Reconstruir la muerte, su sentido es aquí dar voz a
«las
fábulas de los muertos»
que «nos
desplazan al principio de la lista / cuando lo que creímos asidero, el
tiempo efímero de la memoria / (...) / no era sino la cal adherida / al
silencio de palabras muy conocidas»
(«Las
redes»).
Tiempo efímero de la memoria hecho de palabras conocidas, de supuestas
seguridades, que ahora, ante la presencia de la muerte de nuevo habrá
que reconstruir. Y también es el conocimiento sensitivo, desde su
materialidad, la clave que permite abrir una nueva vía de comunicación:
«escucho
con mis ojos a los muertos»,
dirá en uno de los poemas finales.
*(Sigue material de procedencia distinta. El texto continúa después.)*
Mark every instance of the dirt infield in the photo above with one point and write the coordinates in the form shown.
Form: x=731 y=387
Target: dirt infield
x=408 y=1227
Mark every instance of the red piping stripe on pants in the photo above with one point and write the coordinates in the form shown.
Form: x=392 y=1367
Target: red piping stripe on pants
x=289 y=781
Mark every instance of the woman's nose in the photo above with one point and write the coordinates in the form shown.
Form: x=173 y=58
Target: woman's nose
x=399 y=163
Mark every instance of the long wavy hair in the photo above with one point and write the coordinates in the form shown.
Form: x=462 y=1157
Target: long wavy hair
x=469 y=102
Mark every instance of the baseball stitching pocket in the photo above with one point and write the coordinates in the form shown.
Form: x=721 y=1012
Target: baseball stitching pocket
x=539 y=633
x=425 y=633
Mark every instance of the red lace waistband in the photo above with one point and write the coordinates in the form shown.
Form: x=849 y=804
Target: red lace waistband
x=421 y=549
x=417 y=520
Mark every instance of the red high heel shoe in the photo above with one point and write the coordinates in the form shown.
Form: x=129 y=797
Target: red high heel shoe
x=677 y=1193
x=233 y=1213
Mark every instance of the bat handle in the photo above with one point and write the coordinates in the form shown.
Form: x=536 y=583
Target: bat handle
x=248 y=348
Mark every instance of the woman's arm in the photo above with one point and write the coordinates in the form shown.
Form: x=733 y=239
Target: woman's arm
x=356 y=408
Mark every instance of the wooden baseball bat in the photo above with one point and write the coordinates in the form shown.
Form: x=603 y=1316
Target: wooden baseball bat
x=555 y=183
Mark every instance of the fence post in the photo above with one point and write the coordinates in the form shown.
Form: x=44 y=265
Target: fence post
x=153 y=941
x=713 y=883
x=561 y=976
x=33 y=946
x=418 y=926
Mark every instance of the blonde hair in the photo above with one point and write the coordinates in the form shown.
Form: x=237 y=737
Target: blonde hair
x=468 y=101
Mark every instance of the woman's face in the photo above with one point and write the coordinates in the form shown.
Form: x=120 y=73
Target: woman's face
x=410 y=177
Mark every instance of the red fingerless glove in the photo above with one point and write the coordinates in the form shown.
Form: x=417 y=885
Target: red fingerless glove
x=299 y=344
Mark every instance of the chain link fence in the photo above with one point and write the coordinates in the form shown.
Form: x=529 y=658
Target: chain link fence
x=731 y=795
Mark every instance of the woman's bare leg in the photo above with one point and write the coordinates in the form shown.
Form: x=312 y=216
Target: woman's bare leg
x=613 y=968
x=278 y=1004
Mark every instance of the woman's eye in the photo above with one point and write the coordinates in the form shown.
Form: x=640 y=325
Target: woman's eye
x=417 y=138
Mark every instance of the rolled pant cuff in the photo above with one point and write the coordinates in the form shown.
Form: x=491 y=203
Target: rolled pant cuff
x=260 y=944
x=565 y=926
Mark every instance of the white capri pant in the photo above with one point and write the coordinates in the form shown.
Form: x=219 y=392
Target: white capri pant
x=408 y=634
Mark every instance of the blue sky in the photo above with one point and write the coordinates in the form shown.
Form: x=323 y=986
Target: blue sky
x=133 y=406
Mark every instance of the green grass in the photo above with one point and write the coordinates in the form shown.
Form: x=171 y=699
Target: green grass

Esas voces que emergen del mundo
cotidiano desordenado por la muerte trazan, por otra parte, una mirada
distinta en la cual la muerte no es vista únicamente como fin de una
experiencia sino también como «el
mosaico completado de otra vida posible»,
verso que nos remite a la cita inicial de Mallarmé que nos hace ver la
muerte del otro como la desaparición en nosotros de un sueño. Tras esa
desaparición, tras la devastación de la muerte, se impone el cuidadoso
inventario de la vida, de lo que queda de ella. Se trata, otra vez, de
volver a las confusas profundidades de la memoria hasta que surja esa «fisura»
de luz que «ilumina
el camino de regreso»,
como nos dice de forma esperanzadora en su poema final. Así pues, a lo largo del recorrido que establecen estos dos libros, Rosa Lentini ha ido tejiendo un entramado denso y lleno de sugerentes resonancias. Un mundo poético propio donde las influencias quedan perfectamente asimiladas. Y donde lenguaje, materia y reflexión forman un todo indisociable con el que explora con profundidad poco común el oscuro mundo del sueño y la memoria.